3. With “Beam,” then, it makes sense the narrative breaks down. The poem places the death of heaven in the past tense. But heaven didn’t die and the earth didn’t strive common round because of one or some denials. “Beam” shows that trying to deny hope is itself a hope.

The last two lines of the poem are very cryptic, but a summation of where we’ve come might help us figure out on what Dickinson wants us to reflect. Roughly, we’ve said a will that is a numb significance is one explanation, a direct explanation of the denied being in denial. Then there’s a mythical explanation that is a glance at the Last Judgment. Through both explanations, we’ve seen that the denied harbors a silent hope (otherwise the denial wouldn’t sting) and a peculiar conception of justice (everyone can understand being denied, no?). So what does Dickinson want with “Comfort,” “Wisdom,” “Our Home?”

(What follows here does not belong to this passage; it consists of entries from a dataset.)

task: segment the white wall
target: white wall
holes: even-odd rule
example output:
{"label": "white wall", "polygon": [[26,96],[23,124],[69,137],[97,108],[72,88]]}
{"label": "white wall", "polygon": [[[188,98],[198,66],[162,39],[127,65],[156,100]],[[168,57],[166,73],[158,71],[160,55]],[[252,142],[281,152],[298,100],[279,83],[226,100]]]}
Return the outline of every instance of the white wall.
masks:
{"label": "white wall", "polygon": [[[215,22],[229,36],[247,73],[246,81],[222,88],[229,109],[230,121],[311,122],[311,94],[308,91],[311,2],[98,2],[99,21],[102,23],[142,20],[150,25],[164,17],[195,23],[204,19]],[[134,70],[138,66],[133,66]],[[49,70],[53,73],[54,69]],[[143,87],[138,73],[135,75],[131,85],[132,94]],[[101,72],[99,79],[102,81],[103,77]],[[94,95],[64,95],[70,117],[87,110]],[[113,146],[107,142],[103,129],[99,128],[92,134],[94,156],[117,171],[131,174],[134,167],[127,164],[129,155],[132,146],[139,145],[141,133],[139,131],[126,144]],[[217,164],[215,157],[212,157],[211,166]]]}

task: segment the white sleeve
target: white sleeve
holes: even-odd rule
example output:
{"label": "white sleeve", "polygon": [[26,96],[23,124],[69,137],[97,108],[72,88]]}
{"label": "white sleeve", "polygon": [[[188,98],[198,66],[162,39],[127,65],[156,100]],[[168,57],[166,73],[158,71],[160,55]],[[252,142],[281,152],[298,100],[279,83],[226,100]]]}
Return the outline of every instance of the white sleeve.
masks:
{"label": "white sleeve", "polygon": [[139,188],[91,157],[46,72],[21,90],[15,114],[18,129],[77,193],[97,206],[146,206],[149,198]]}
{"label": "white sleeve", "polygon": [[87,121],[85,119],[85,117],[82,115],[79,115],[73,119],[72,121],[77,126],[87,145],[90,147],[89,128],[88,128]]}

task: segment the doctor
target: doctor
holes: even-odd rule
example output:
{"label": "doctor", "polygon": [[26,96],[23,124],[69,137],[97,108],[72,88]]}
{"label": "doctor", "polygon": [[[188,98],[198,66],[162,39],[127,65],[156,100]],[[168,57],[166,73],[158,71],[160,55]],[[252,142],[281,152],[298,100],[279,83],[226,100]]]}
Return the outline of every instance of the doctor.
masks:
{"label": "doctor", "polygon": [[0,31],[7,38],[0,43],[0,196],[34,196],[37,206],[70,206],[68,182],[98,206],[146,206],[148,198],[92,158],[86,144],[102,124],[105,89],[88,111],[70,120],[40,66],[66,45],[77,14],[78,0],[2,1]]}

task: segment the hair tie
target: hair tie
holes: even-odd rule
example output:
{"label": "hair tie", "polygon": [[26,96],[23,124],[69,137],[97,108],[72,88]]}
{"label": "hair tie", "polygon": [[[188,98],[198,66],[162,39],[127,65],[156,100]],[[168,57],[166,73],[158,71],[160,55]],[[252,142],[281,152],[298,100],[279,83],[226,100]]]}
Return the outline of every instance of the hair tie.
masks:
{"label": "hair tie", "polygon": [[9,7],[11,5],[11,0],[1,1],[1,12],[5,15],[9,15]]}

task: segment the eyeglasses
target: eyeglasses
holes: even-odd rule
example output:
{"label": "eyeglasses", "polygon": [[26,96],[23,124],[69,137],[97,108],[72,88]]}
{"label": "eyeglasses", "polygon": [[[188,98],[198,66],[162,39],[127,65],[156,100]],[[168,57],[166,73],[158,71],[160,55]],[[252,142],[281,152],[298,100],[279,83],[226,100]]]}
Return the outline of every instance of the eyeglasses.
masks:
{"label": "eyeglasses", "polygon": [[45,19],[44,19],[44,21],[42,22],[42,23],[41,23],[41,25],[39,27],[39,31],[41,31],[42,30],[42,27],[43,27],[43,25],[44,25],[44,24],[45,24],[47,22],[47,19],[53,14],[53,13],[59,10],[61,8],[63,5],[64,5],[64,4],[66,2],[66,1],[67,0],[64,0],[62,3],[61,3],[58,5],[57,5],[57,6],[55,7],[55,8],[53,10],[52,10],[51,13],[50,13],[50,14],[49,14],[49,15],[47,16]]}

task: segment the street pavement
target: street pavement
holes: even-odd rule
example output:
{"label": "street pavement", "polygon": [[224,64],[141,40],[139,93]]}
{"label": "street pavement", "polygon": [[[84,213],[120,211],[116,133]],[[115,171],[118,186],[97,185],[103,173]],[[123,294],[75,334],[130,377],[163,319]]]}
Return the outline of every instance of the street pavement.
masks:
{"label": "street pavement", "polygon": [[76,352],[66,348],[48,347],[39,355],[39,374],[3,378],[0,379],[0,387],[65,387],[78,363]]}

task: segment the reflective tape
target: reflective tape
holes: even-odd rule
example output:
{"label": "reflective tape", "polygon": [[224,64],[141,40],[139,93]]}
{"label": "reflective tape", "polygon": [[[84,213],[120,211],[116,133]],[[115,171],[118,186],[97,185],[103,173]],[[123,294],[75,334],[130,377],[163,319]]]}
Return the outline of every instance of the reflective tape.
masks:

What Comfort was it Wisdom — was —
The spoiler of Our Home?

Wisdom might be thought a comfort, but it was also the ruination of “Our Home.” This is the end of the myth, I think: the world ended because we realized we were denied and we have to live with the “fact” we deserve our denial.

That realization, it goes without saying, isn’t wisdom. It comes from the numb will thinking itself significant, trying to come to terms with what happened. This poem seems to be some kind of meditation on how our reason is clouded by the fact of failure. Not for nothing does Heidegger speak at times about rationality grappling with what is necessary or inevitable – it’s like he wants the messiness of hopes and expectations, things we build with reason, out of our lives. But again, that’s Heidegger, and I don’t need to say much more than that.